Friday, April 21, 2006

More painful ideology

The Bush administration's war on the most vulnerable continues apace.

The Food and Drug Administration statement directly contradicts a 1999 review by the Institute of Medicine, a part of the National Academy of Sciences, the nation's most prestigious scientific advisory agency. That review found marijuana to be "moderately well suited for particular conditions, such as chemotherapy-induced nausea and vomiting and AIDS wasting."

Dr. John Benson, co-chairman of the Institute of Medicine committee that examined the research into marijuana's effects, said in an interview that the statement on Thursday and the combined review by other agencies were wrong.

The federal government "loves to ignore our report," said Dr. Benson, a professor of internal medicine at the University of Nebraska Medical Center. "They would rather it never happened."

Some scientists and legislators said the agency's statement about marijuana demonstrated that politics had trumped science.

"Unfortunately, this is yet another example of the F.D.A. making pronouncements that seem to be driven more by ideology than by science," said Dr. Jerry Avorn, a medical professor at Harvard Medical School.

Representative Maurice D. Hinchey, a New York Democrat who has sponsored legislation to allow medicinal uses of marijuana, said the statement reflected the influence of the Drug Enforcement Administration, which he said had long pressured the F.D.A. to help in its fight against marijuana.

A spokeswoman for the Drug Enforcement Administration referred questions to Mr. Walters's office.

The Food and Drug Administration's statement said state initiatives that legalize marijuana use were "inconsistent with efforts to ensure that medications undergo the rigorous scientific scrutiny of the F.D.A. approval process."

But scientists who study the medical use of marijuana said in interviews that the federal government had actively discouraged research. Lyle E. Craker, a professor in the division of plant and soil sciences at the University of Massachusetts, said he submitted an application to the D.E.A. in 2001 to grow a small patch of marijuana to be used for research because government-approved marijuana, grown in Mississippi, was of poor quality.

In 2004, the drug enforcement agency turned Dr. Craker down. He appealed and is awaiting a judge's ruling. "The reason there's no good evidence is that they don't want an honest trial," Dr. Craker said.
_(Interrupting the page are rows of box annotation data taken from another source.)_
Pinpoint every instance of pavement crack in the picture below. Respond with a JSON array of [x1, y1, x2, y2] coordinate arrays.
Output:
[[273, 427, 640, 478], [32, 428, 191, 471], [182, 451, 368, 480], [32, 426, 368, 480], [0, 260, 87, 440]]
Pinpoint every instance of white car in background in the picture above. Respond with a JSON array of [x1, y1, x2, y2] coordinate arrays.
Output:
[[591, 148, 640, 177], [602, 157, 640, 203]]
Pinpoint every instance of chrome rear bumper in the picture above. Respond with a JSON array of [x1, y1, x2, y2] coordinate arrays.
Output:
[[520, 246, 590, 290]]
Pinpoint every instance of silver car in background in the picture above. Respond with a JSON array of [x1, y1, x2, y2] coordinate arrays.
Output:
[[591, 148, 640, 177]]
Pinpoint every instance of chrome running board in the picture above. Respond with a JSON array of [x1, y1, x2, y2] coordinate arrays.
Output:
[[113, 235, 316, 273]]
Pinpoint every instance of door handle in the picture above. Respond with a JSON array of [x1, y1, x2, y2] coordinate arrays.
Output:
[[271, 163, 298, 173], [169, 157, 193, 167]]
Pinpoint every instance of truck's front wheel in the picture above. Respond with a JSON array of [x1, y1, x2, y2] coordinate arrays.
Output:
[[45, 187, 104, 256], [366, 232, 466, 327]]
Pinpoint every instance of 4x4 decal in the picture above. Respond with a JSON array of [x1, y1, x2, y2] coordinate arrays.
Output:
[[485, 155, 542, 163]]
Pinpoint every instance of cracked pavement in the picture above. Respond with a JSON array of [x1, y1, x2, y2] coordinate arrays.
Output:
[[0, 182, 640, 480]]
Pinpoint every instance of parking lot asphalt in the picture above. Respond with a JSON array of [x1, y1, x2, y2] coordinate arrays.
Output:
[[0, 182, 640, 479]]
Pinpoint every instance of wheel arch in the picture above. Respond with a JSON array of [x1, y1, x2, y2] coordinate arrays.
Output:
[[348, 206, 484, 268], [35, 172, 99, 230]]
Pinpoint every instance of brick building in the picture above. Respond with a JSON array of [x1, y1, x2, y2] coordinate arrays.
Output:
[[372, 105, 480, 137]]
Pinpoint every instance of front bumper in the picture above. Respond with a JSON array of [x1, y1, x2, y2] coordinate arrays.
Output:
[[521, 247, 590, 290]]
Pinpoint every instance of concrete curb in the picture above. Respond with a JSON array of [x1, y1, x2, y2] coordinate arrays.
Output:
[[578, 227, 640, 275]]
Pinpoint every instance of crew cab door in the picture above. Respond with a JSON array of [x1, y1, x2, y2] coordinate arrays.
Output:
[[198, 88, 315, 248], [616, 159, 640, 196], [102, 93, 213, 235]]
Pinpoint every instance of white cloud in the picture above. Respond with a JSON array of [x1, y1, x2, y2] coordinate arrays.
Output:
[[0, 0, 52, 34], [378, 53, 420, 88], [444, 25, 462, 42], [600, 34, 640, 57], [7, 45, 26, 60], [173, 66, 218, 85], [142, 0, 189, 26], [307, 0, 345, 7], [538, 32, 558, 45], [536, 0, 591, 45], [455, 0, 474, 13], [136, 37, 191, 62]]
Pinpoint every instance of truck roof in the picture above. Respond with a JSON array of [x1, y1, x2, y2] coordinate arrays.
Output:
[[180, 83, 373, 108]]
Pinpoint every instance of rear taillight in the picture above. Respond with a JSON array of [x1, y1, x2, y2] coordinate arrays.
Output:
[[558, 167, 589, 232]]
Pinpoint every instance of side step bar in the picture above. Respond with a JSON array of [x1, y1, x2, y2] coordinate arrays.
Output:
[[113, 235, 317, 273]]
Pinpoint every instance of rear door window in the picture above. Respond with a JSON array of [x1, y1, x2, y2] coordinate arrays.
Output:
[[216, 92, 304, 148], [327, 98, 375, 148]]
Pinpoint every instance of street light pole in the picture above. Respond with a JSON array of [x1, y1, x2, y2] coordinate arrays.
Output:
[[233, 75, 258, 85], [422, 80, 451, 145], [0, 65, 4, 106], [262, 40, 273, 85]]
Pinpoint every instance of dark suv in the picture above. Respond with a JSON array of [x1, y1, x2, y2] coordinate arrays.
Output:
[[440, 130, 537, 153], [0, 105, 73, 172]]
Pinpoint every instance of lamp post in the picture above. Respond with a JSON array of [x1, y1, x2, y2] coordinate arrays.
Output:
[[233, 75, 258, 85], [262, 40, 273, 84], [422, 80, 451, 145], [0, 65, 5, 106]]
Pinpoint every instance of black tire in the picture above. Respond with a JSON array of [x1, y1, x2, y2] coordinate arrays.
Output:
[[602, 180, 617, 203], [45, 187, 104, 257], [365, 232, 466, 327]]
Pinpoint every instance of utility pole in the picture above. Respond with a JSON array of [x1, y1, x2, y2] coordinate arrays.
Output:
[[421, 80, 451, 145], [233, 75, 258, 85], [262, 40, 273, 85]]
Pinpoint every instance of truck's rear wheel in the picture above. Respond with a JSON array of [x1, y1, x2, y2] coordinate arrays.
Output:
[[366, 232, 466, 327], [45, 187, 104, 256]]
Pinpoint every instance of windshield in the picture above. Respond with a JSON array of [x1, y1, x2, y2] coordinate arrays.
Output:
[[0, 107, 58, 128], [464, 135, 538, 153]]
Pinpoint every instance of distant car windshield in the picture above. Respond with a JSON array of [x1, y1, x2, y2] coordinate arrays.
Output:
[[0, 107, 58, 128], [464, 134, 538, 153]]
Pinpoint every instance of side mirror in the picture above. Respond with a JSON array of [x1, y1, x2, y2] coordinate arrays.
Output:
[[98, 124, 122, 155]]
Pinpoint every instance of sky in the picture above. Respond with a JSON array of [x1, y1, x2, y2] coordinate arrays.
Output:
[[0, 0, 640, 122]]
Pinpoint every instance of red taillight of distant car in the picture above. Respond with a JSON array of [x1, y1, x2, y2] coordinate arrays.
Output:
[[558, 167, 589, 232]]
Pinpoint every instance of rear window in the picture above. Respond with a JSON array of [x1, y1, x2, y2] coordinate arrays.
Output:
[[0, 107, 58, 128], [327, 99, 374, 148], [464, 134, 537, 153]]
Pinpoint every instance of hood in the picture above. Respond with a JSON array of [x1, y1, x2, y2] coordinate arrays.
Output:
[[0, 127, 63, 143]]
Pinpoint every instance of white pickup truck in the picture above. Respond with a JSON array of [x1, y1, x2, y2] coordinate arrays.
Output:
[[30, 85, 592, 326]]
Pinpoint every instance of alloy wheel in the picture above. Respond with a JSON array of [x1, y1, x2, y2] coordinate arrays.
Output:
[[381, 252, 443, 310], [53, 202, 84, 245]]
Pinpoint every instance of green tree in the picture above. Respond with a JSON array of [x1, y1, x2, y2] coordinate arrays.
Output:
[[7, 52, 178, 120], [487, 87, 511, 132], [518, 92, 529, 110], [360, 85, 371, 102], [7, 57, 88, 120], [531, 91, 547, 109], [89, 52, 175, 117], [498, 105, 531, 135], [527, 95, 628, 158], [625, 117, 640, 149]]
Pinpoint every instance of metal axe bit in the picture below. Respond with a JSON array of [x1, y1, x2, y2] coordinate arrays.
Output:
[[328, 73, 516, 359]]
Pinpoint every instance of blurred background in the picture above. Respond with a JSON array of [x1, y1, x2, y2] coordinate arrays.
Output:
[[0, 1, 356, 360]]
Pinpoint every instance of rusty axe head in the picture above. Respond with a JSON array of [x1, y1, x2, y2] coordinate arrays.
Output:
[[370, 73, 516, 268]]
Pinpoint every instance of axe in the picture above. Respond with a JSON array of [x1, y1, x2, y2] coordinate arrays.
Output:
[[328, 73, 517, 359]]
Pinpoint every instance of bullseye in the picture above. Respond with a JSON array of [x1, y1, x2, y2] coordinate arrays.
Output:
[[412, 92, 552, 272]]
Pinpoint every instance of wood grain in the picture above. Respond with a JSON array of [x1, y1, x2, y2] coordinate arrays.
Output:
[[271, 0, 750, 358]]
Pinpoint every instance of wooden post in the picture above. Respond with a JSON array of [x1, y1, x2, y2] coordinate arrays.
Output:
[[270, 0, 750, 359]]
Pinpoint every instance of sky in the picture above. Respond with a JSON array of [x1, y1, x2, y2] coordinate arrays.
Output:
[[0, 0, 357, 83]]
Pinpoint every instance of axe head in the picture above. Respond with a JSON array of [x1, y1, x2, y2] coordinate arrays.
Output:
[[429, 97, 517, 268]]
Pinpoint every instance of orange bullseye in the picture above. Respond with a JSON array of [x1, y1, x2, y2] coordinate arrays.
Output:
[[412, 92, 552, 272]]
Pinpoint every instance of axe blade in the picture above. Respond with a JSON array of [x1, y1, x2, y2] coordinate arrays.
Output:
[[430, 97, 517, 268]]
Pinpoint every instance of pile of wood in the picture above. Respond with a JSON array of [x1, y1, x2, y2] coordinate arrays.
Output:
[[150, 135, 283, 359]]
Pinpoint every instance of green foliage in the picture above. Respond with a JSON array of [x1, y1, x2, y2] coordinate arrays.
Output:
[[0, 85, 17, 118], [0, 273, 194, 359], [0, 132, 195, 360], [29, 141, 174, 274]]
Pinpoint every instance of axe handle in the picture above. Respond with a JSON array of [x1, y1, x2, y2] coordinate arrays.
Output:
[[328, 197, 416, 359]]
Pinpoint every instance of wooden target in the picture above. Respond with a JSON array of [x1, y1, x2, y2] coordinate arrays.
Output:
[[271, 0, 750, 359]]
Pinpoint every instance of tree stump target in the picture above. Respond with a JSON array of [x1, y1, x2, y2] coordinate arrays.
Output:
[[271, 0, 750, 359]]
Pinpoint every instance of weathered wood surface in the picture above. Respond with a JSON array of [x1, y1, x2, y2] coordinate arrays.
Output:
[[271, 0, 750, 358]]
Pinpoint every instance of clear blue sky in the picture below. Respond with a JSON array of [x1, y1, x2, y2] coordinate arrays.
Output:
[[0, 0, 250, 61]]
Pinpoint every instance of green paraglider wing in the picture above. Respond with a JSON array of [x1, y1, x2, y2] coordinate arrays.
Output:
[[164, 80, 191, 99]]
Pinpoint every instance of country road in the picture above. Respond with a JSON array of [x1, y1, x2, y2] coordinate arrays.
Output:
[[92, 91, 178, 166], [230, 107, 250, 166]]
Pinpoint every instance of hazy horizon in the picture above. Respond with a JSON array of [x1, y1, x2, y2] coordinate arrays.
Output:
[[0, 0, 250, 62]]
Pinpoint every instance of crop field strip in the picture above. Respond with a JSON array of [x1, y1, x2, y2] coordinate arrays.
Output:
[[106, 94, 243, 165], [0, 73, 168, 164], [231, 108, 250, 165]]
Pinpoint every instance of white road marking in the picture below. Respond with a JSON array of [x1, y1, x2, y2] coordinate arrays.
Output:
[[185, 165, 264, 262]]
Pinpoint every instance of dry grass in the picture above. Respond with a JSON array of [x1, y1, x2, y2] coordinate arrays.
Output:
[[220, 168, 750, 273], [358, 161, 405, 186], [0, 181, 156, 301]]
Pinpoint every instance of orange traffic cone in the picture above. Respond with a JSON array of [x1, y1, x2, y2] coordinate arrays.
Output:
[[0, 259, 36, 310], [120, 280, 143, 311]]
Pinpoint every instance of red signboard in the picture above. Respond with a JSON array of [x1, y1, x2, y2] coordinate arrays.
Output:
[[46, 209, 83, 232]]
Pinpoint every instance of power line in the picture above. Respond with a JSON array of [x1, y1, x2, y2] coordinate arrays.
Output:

Dr. Donald Abrams, a professor of clinical medicine at the University of California, San Francisco, said he had studied marijuana's medicinal effects for years but had been frustrated because the National Institutes of Health, the leading government medical research agency, had refused to finance such work.

With financing from the State of California, Dr. Abrams undertook what he said was a rigorous, placebo-controlled trial of marijuana smoking in H.I.V. patients who suffered from nerve pain. Smoking marijuana proved effective in ameliorating pain, Dr. Abrams said, but he said he was having trouble getting the study published.

"One wonders how anyone" could fulfill the Food and Drug Administration request for well-controlled trials to prove marijuana's benefits, he said.


I do not wish it on anyone, but it seems the only way to get these assholes to change their views on "marijuana, the gateway to smack" for those being treated for cancer or dying of AIDS, is for one of their loved ones to get sick themselves.

Has the FDA ever been such a political football as it is in this insane administration?